Звуки: Давайте начнем с совсем ранних дней. Вы же, кажется, не были с группой с самого начала и вошли в состав в 1983-м?
Ричард: Формально да, но я записывал бэк-вокал уже на втором сингле «U-Men» и помогал группе на концертах. В тот момент у меня уже была своя собственная группа, а параллельно я помогал Front 242 в качестве «роуди», устанавливал оборудование перед концертами, настраивал свет и проекционные слайды и так далее. После этого я уже стал постоянным участником концертного состава Front 242. Это была идея Патрика (Patrick Codenys – прим. Звуков), который до этого несколько раз видел выступления моей прошлой группы, и ему понравилась наша энергетика и моя манера держаться на сцене. В тот момент у Front 242 была проблема с живыми выступлениями: есть певец и есть два парня за клавишами, которые выглядят как манекены. Ну, это стандартная беда всех электронных групп того времени – Human League, Depeche Mode, Kraftwerk. Мне кажется, Патрику хотелось добавить в шоу живой, человеческой, даже физиологической энергетики. Так всё и началось.
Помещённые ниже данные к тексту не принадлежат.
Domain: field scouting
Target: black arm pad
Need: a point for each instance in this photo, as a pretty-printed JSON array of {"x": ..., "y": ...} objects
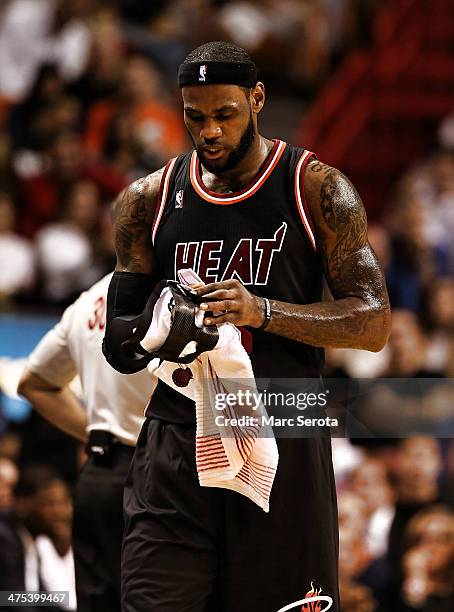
[{"x": 126, "y": 300}]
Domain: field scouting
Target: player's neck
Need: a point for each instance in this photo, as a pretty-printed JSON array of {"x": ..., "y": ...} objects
[{"x": 240, "y": 176}]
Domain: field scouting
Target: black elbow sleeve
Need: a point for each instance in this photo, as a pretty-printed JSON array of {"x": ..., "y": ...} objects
[{"x": 126, "y": 300}]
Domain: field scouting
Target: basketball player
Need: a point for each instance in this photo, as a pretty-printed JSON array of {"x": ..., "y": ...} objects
[
  {"x": 111, "y": 421},
  {"x": 261, "y": 222}
]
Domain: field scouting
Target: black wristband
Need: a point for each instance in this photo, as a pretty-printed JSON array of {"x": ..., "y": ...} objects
[{"x": 266, "y": 313}]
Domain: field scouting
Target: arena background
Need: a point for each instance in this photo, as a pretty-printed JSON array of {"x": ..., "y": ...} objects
[{"x": 88, "y": 103}]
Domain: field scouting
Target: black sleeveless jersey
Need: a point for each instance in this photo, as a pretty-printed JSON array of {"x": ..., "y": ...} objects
[{"x": 261, "y": 235}]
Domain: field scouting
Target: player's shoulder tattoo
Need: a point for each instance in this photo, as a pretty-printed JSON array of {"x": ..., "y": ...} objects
[
  {"x": 134, "y": 211},
  {"x": 335, "y": 202}
]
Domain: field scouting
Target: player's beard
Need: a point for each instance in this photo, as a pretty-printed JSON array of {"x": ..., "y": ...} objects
[{"x": 235, "y": 156}]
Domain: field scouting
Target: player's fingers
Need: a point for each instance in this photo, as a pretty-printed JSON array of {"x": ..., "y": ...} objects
[
  {"x": 205, "y": 289},
  {"x": 228, "y": 305},
  {"x": 227, "y": 318},
  {"x": 221, "y": 294}
]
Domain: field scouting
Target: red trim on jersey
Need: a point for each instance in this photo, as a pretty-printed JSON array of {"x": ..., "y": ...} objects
[
  {"x": 237, "y": 196},
  {"x": 162, "y": 196},
  {"x": 300, "y": 197}
]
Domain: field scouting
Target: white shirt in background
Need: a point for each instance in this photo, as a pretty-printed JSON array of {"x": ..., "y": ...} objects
[{"x": 114, "y": 402}]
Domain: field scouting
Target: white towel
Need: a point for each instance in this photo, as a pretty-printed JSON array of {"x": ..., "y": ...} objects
[{"x": 242, "y": 457}]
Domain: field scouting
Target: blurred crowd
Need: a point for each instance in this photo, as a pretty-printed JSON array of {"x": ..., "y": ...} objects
[{"x": 88, "y": 103}]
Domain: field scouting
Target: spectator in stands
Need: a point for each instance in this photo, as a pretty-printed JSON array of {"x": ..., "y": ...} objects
[
  {"x": 158, "y": 129},
  {"x": 17, "y": 255},
  {"x": 9, "y": 475},
  {"x": 415, "y": 262},
  {"x": 71, "y": 253},
  {"x": 417, "y": 473},
  {"x": 440, "y": 347},
  {"x": 45, "y": 194},
  {"x": 428, "y": 563},
  {"x": 354, "y": 558},
  {"x": 45, "y": 112},
  {"x": 107, "y": 59},
  {"x": 42, "y": 505},
  {"x": 407, "y": 346},
  {"x": 35, "y": 32},
  {"x": 370, "y": 481}
]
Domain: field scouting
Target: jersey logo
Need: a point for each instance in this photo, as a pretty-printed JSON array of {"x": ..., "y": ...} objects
[
  {"x": 179, "y": 199},
  {"x": 202, "y": 72},
  {"x": 250, "y": 261},
  {"x": 311, "y": 603}
]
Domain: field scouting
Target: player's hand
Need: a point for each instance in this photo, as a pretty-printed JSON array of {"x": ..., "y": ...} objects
[{"x": 234, "y": 303}]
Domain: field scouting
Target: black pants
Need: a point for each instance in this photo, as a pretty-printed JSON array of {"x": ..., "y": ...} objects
[
  {"x": 189, "y": 548},
  {"x": 98, "y": 530}
]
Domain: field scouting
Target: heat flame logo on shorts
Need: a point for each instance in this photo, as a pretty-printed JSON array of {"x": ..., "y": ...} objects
[{"x": 312, "y": 602}]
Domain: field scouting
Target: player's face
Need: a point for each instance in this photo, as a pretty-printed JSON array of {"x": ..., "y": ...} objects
[{"x": 221, "y": 121}]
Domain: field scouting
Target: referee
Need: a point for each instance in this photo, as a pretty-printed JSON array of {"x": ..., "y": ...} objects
[{"x": 110, "y": 423}]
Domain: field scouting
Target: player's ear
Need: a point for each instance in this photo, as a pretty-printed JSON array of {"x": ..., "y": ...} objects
[{"x": 258, "y": 97}]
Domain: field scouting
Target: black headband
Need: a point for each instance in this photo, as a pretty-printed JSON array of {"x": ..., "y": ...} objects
[{"x": 243, "y": 74}]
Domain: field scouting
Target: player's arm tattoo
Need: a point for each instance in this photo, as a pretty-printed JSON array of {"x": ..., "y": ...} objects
[
  {"x": 359, "y": 316},
  {"x": 134, "y": 211}
]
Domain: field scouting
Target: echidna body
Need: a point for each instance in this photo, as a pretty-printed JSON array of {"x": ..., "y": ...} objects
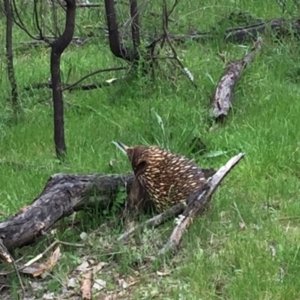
[{"x": 168, "y": 177}]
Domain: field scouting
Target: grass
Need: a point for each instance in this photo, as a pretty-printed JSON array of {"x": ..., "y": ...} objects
[{"x": 218, "y": 258}]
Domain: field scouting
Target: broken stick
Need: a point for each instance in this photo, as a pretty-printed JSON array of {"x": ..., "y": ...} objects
[
  {"x": 222, "y": 96},
  {"x": 62, "y": 195},
  {"x": 197, "y": 201}
]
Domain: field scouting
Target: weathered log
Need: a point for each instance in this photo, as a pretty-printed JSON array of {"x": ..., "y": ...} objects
[
  {"x": 62, "y": 195},
  {"x": 197, "y": 201},
  {"x": 279, "y": 26},
  {"x": 222, "y": 96}
]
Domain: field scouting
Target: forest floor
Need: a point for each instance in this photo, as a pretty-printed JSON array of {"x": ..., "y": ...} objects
[{"x": 246, "y": 246}]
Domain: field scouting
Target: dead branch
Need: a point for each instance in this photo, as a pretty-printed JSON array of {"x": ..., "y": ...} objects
[
  {"x": 223, "y": 93},
  {"x": 166, "y": 37},
  {"x": 155, "y": 221},
  {"x": 71, "y": 87},
  {"x": 62, "y": 195},
  {"x": 11, "y": 260},
  {"x": 197, "y": 201}
]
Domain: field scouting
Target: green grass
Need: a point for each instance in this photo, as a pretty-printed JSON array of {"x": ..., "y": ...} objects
[{"x": 218, "y": 259}]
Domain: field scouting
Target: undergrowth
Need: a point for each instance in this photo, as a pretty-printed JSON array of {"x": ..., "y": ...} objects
[{"x": 247, "y": 245}]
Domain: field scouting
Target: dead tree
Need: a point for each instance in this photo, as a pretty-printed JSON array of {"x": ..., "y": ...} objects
[
  {"x": 10, "y": 59},
  {"x": 116, "y": 46},
  {"x": 58, "y": 46}
]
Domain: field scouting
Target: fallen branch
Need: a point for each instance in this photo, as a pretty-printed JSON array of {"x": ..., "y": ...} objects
[
  {"x": 73, "y": 87},
  {"x": 222, "y": 96},
  {"x": 62, "y": 195},
  {"x": 155, "y": 221},
  {"x": 197, "y": 201}
]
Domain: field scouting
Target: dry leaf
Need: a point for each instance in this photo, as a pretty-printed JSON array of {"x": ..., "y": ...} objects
[
  {"x": 99, "y": 284},
  {"x": 158, "y": 273},
  {"x": 83, "y": 235},
  {"x": 272, "y": 249},
  {"x": 242, "y": 225},
  {"x": 99, "y": 267},
  {"x": 111, "y": 80},
  {"x": 72, "y": 283},
  {"x": 85, "y": 266},
  {"x": 37, "y": 269},
  {"x": 86, "y": 286}
]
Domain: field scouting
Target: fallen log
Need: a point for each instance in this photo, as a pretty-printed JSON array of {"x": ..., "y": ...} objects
[
  {"x": 222, "y": 95},
  {"x": 62, "y": 195},
  {"x": 197, "y": 201}
]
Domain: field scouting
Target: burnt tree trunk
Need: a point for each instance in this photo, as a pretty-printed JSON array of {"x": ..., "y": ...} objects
[
  {"x": 57, "y": 48},
  {"x": 135, "y": 30},
  {"x": 116, "y": 47},
  {"x": 10, "y": 59}
]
Звуки: Вы уже упомянули Human League и Kraftwerk. Они влияли на вас в тот момент, когда вы начинали? Вообще, были ли у вас какие-то герои или ориентиры? Был ли в вашей музыке, например, панковский корень?
Ричард: Вы имеете в виду конкретно меня или группу?
Звуки: Скорее группу, ну и было бы интересно понять, кто из вас тянул в какую сторону, если вкусы у вас были разные.
Ричард: Ну, к счастью, мы все в тот момент слушали примерно одно и то же с какими-то частными различиями тут и там. Например, Дэниэл (Daniel Bressanutti – прим. Звуков) увлекался musique concrete, Штокхаузеном, Стивом Райхом и тому подобным. Ну и я тоже был не чужд этого. Но пожалуй, главной общей точкой для всех были Cabaret Voltaire, Throbbing Gristle, ну и Kraftwerk конечно были для нас важным ориентиром. В общем, английская индастриал-сцена и немецкая волна конца 70-х – начала 80-х. Но на нас влияла не только музыка, но и другие виды искусства, например, кино или архитектура.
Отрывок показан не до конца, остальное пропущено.